Introducing My Project and

Defining Important Terms


Going Home
rocks, ducks, and the cannon river
Rocks, Ducks, and the Cannon River in Northfield

Complaints and a Solution

As both a reader and a writer, I complain most frequently about two things: unsatisfactory definitions and inadequate explanations of underlying assumptions.  So I decided to avoid those blunders by introducing my project with a definition of science writing and its underlying assumptions.

What is Science Writing? 

Science writing, for the purpose of this project, is perhaps best defined first by what it is not.  It is not writing exclusively for other scientists.  It is not primarily technical.  It is not written for academic or scientific journals.  It is neither a lab paper nor a how-to manual.  And it is not aimed solely at specialists.

Instead, it is writing about scientific issues and topics for a general audience.  Consider the MIT graduate program in science writing’s definition:

"Science writing means writing about science and technology for general readers. It appears in ordinary newsstand magazines and newspapers, in popular books, on the walls of museums, on television or radio programs. It grapples with genes, fractals, synapses, and quarks, but always with grace and style. Its practitioners worry as much about how to tell the story of science as the science itself—and yet, in maddening paradox, as much about the science as its telling. Science writing tackles big ideas, important issues. It's ambitious, creative, hard to do—harder yet to do well" (MIT).

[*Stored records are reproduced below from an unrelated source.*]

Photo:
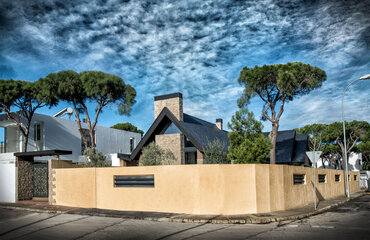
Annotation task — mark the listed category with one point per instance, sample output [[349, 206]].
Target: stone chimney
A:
[[219, 123], [172, 101]]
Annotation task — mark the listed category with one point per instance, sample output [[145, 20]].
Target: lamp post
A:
[[366, 77]]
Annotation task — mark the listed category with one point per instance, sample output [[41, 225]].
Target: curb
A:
[[197, 219]]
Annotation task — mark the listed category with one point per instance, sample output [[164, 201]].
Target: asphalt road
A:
[[350, 221]]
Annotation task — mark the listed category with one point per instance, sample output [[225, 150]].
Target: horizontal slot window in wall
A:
[[298, 179], [134, 181], [337, 177], [322, 178]]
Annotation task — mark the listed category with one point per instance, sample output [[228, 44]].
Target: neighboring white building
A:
[[47, 133], [354, 162]]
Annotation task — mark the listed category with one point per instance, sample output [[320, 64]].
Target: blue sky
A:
[[197, 48]]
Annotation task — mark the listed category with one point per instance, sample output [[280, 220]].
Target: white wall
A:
[[109, 140], [7, 178], [62, 134]]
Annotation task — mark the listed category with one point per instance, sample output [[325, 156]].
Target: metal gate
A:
[[40, 180]]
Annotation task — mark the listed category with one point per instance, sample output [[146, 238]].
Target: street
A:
[[349, 221]]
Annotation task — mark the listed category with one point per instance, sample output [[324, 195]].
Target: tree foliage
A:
[[215, 153], [99, 88], [95, 159], [276, 85], [247, 143], [153, 155], [128, 127], [19, 100]]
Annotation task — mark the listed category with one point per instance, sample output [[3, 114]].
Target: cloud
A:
[[194, 47]]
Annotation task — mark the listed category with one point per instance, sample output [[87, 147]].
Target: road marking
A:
[[316, 226], [292, 226]]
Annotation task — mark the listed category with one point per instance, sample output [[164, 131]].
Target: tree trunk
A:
[[77, 115], [273, 137]]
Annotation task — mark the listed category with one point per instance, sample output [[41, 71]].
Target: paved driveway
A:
[[350, 221]]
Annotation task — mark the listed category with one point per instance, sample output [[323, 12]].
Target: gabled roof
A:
[[198, 131]]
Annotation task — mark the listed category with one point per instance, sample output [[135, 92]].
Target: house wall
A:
[[174, 143], [197, 189], [25, 181], [7, 178]]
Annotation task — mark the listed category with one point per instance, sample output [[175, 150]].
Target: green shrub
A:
[[214, 153], [247, 143], [95, 159], [155, 155]]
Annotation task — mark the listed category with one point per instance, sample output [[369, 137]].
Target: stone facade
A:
[[174, 104], [25, 184], [174, 143]]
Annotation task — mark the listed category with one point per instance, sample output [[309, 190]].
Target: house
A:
[[25, 175], [183, 134], [187, 136], [47, 132]]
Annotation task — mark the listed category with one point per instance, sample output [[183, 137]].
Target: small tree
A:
[[95, 159], [215, 153], [154, 155], [127, 127], [247, 143], [328, 138], [364, 149], [91, 86], [316, 133], [356, 132], [276, 85], [25, 98]]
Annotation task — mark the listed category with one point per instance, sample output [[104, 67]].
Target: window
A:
[[134, 181], [38, 136], [337, 177], [191, 157], [322, 178], [172, 129], [86, 134], [132, 144], [298, 179]]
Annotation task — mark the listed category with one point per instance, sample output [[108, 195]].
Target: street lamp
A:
[[366, 77]]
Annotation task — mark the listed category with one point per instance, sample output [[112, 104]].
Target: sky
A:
[[196, 47]]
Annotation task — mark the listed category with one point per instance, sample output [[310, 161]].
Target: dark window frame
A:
[[322, 178], [299, 179], [337, 177], [133, 181]]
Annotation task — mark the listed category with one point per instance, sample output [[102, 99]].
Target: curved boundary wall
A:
[[198, 189]]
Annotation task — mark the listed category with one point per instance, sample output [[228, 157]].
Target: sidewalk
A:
[[292, 214]]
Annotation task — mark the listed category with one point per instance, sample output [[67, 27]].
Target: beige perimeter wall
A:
[[197, 189]]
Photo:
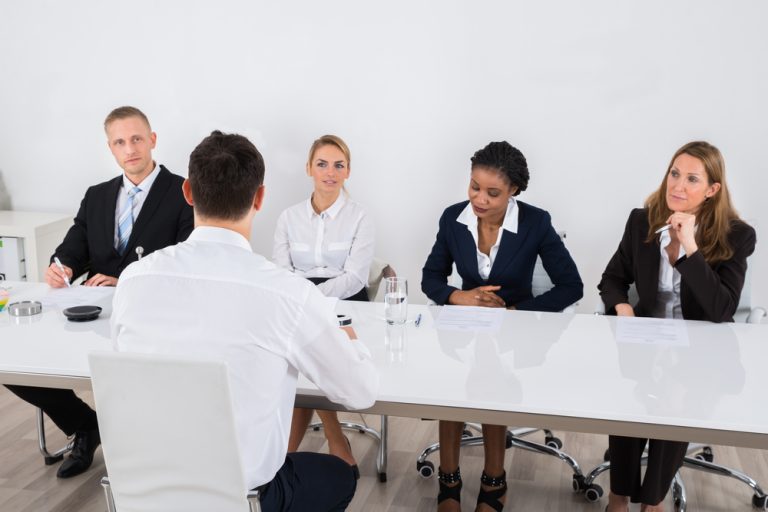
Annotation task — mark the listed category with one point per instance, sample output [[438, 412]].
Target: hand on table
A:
[[624, 309], [480, 296], [56, 277], [101, 280]]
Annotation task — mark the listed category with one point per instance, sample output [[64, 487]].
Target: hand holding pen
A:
[[57, 275]]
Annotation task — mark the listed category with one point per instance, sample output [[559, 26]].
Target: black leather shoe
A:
[[81, 456]]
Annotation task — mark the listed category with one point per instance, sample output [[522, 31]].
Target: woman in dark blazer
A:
[[494, 241], [686, 252]]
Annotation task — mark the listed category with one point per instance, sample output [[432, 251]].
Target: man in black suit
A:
[[136, 213]]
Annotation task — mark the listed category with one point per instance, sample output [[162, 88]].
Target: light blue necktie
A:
[[125, 221]]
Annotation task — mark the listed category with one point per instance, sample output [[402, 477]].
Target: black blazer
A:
[[707, 292], [165, 219], [513, 267]]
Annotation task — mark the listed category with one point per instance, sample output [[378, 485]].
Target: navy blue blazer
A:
[[513, 266]]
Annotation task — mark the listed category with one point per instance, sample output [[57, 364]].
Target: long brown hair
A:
[[716, 214]]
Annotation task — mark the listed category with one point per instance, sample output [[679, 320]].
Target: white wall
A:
[[597, 95]]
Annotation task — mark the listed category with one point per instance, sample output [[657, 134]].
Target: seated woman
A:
[[494, 241], [329, 240], [686, 252]]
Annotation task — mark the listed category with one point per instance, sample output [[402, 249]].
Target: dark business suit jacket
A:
[[165, 219], [707, 292], [513, 266]]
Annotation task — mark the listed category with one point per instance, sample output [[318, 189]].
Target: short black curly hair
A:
[[507, 160]]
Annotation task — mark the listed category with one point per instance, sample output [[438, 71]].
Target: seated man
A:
[[213, 296], [142, 210]]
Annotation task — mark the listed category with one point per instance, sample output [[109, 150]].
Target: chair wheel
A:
[[553, 442], [49, 461], [593, 493], [578, 483], [705, 454], [426, 469]]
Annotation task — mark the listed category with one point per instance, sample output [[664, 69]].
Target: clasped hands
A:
[[481, 296]]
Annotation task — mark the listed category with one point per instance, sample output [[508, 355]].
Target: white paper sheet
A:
[[652, 331], [469, 318], [78, 295]]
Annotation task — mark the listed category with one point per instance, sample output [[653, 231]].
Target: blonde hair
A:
[[124, 113], [716, 214]]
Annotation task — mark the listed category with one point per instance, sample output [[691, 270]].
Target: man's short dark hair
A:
[[124, 113], [225, 171]]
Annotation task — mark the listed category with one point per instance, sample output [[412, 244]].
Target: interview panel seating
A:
[[155, 413], [700, 457], [552, 445]]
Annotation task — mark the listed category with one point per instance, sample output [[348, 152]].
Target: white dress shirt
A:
[[138, 198], [668, 295], [337, 244], [211, 296], [469, 219]]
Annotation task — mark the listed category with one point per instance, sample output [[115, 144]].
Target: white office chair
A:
[[153, 411], [700, 457], [552, 445], [378, 271]]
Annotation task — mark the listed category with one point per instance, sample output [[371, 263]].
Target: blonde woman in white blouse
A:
[[329, 240]]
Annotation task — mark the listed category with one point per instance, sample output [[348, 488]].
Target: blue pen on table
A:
[[57, 261]]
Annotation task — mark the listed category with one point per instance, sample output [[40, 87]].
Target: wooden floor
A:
[[537, 483]]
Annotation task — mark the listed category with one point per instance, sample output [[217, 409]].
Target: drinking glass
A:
[[395, 300]]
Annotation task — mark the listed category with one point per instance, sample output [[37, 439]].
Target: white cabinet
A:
[[31, 237]]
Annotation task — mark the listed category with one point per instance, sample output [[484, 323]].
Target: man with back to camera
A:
[[143, 208], [265, 322]]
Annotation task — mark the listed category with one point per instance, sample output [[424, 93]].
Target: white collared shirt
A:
[[468, 218], [337, 244], [212, 296], [138, 198], [668, 295]]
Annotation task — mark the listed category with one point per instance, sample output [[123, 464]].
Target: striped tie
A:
[[125, 222]]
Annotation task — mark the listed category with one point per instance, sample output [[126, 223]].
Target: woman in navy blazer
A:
[[686, 252], [494, 241]]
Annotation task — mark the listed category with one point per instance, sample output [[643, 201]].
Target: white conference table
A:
[[559, 371]]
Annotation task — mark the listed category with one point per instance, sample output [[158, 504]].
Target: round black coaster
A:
[[82, 313]]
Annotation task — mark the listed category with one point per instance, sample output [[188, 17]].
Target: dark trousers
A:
[[360, 296], [63, 406], [664, 459], [309, 481]]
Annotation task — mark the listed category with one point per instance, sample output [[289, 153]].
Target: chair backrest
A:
[[168, 433], [378, 271]]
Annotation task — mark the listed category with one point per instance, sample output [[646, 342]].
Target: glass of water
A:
[[395, 300]]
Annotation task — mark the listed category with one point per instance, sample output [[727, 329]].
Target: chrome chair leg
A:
[[50, 458], [514, 439], [759, 498], [678, 493], [108, 494]]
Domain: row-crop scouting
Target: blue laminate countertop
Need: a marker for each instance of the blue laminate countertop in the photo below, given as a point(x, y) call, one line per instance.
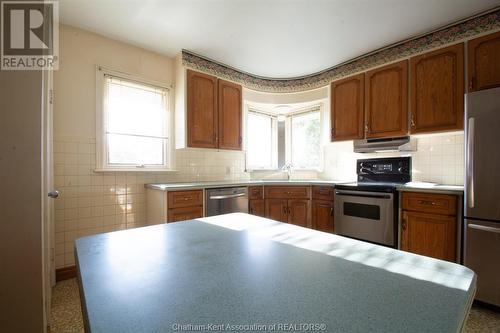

Although I find the MIT definition almost flawless, I'll add a few things.  Science writing exposes issues, reports on discoveries, and makes the usual unusual.  It wonders, inquires, and answers.  And it does so with a balance between proper skepticism and trust.  It focuses as much on shaping a sentence as it does on grasping scientific ideas. And it struggles with human, historical, and ethical dimensions, and supplies those contexts to the readers as needed.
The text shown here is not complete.